I've realized that I find a similar joy in defying the “laws of usage” that govern much of our lives—the ones that, with subtle subversiveness, effect morality, personality, perspective, in other words, life formation—not just how you hang up pictures. Such an exercise has benefits, believe it or not, that extend beyond self-gratifying freakiness.
Consider, for example, monotony. The default response is boredom. But a persistent lack of variety can have a tempering effect on your character when you exploit it. Perseverance, not boredom, becomes the surprising result. Kind of like using dirt on your hands to get a good grip.
Likewise, heaven. For many, the obvious "use" would be a dismissive chuckle at the expense of anyone naïve enough to "blindly believe that." To which I reply, Heaven isn’t an afterthought of this life, but a continuation. You’re laying the tracks for “your” eternity as we speak. In light of this, heaven has a variety of atypical uses, not the least of which is death-defying joy.
In a similar way, perfection (natural use: frustration and driven-ness) holds promise. And loneliness. The list could go on.
My tendency to invert common “life-usage,” for want of a better phrase, makes me wonder if there isn’t a redemptive use for the human trait we usually label “difficult” or "stubborn" and repress. Why not channel latent defiance into a really useful pastime: pitting oneself "against the world" (contra mundum) and turning it on its head?
This isn't just against-the-graininess. Rather, this conscious flaunting of appearances reaches toward something better. Not merely different, not merely counter-cultural, but better. True. This isn't rebellion for fashion's sake, but for truth's.
Such a shake-up makes sense in a world where the most obvious use for any given "object" (I use the term loosely) is seldom the right or best one. This is not to say we live on a neutered earth where everything is actually friendly and cheerful if you crane your neck at the right angle. Rather, it points up some bedrock truths of bittersweetness—that Christ is paramount, even amid suffering, and therefore beauty wracks an ugly world. Even pain has its uses. Evil is evil, but it can be exploited in spite of itself.
In such a context, where Good (God) waits in readiness to throw appearance on its ear, defiance ought to be used constructively. The world as we see it needs to be assertively re-envisioned.
We all have a "mean streak"—whether it's quiet or overt—a core of spiritual metal that, beyond a certain point, will not bend. Abused, it surfaces as ugly hate-all angst, a crisis of misdirected insurgency. What a waste. Channel "defiance" into vision and it's redeemed as contra mundum sight—which could also be known as rebellion with a cause.
Seeing life rightly takes tenacity and knock-down-drag-out perseverance. Devil-may-care verve is also needed, because you are, after all, defying an entire world that lives and dies on common "life usage." Looking past appearances and beyond the edges is a job for rebel-visionaries like Christ, and those who follow in his steps.
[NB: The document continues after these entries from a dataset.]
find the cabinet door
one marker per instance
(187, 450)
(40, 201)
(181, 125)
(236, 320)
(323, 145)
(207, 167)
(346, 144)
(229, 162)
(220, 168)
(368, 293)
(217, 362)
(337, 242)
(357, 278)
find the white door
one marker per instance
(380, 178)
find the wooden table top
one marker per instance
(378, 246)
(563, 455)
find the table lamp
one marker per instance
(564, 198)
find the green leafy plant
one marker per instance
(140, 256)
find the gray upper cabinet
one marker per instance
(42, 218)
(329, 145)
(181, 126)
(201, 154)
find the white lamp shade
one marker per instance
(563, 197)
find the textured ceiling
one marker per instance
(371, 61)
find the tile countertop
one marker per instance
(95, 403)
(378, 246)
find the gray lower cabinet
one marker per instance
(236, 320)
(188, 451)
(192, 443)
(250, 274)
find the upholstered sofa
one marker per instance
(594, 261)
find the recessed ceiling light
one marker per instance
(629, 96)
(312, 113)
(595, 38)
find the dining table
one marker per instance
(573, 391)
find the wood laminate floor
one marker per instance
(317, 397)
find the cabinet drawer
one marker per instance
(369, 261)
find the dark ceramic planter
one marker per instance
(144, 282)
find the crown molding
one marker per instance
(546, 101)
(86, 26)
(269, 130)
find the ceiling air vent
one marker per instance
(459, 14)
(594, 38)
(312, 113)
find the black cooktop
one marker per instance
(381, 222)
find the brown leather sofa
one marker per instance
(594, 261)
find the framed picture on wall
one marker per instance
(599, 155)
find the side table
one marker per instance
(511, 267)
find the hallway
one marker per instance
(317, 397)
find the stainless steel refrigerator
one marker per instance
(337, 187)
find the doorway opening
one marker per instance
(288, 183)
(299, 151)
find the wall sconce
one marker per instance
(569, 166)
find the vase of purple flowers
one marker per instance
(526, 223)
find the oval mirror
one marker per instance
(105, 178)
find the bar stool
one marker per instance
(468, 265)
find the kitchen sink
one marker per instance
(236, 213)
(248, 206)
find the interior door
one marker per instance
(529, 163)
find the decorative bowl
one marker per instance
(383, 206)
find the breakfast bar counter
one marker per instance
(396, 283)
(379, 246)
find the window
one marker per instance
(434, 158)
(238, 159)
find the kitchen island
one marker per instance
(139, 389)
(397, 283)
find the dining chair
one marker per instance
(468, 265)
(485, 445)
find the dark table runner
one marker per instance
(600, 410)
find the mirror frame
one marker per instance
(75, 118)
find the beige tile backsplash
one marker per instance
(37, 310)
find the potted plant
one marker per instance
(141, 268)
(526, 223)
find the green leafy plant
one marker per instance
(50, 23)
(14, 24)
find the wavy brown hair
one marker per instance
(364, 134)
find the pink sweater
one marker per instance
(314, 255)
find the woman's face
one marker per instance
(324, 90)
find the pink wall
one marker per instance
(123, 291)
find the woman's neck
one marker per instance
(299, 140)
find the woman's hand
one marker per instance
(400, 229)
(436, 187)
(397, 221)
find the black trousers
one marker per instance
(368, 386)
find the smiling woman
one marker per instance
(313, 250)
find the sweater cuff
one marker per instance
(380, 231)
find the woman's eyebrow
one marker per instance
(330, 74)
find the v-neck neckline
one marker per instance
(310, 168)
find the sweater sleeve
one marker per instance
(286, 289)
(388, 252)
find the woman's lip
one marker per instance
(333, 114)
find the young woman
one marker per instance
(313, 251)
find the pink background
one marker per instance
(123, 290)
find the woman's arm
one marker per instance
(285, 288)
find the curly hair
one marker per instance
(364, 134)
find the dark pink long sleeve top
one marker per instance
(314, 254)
What we need is contra mundum vision. In the realm of rebellion, body accessories and bitter rants are child's play. Defiance could be much better employed.
Wednesday, February 16, 2005
Contra Mundum Vision
Posted by AJ at 2:28 PM 5 comments
5 comments:
I liked this a lot...
"There’s a certain delight that comes from using an object for a purpose for which it was not intended—thereby achieving a positive outcome.
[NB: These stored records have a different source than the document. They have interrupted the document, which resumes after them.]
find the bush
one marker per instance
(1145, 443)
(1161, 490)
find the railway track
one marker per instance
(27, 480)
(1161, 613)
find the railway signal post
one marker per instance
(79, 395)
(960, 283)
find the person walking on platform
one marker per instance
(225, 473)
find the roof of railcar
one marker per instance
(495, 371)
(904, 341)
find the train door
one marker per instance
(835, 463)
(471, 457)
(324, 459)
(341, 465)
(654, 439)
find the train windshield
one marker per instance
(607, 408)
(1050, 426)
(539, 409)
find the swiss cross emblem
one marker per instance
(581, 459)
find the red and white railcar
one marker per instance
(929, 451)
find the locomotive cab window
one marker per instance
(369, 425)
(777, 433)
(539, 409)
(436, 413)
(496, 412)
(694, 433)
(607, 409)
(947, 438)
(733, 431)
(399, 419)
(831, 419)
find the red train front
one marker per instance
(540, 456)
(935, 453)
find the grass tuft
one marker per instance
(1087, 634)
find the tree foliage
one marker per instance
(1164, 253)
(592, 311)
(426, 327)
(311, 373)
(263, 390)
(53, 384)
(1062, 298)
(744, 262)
For example: Turning off your alarm clock with a baseball bat. Opening the fridge with your toes. Watering flowers with your coffeepot. Pumping "iron" with your dog. There’s something rewarding about such defiant improvisation. We should all spend more time flouting the laws of accepted consumer-usage."
i shall try this . everyday i seek new knowledge today i learnt-" Defiance could be much better employed" like u wrote.
Rebels make dynamic believers once pointed in the right direction.
>>Rebels make dynamic believers once pointed in the right direction.<<
I agree. I could even go so far as to say that believers are rebels pointed in the right direction. A sort of monopoly on true rebellion.
"I could even go so far as to say that believers are rebels pointed in the right direction. A sort of monopoly on true rebellion."
Great definition. Great post. When we are in Christ, he has the power to turn our living in this world right-side out. This changes everything from what the meaning of having a job is to how I relate with people to what I do with "down time". We see our life through new lenses.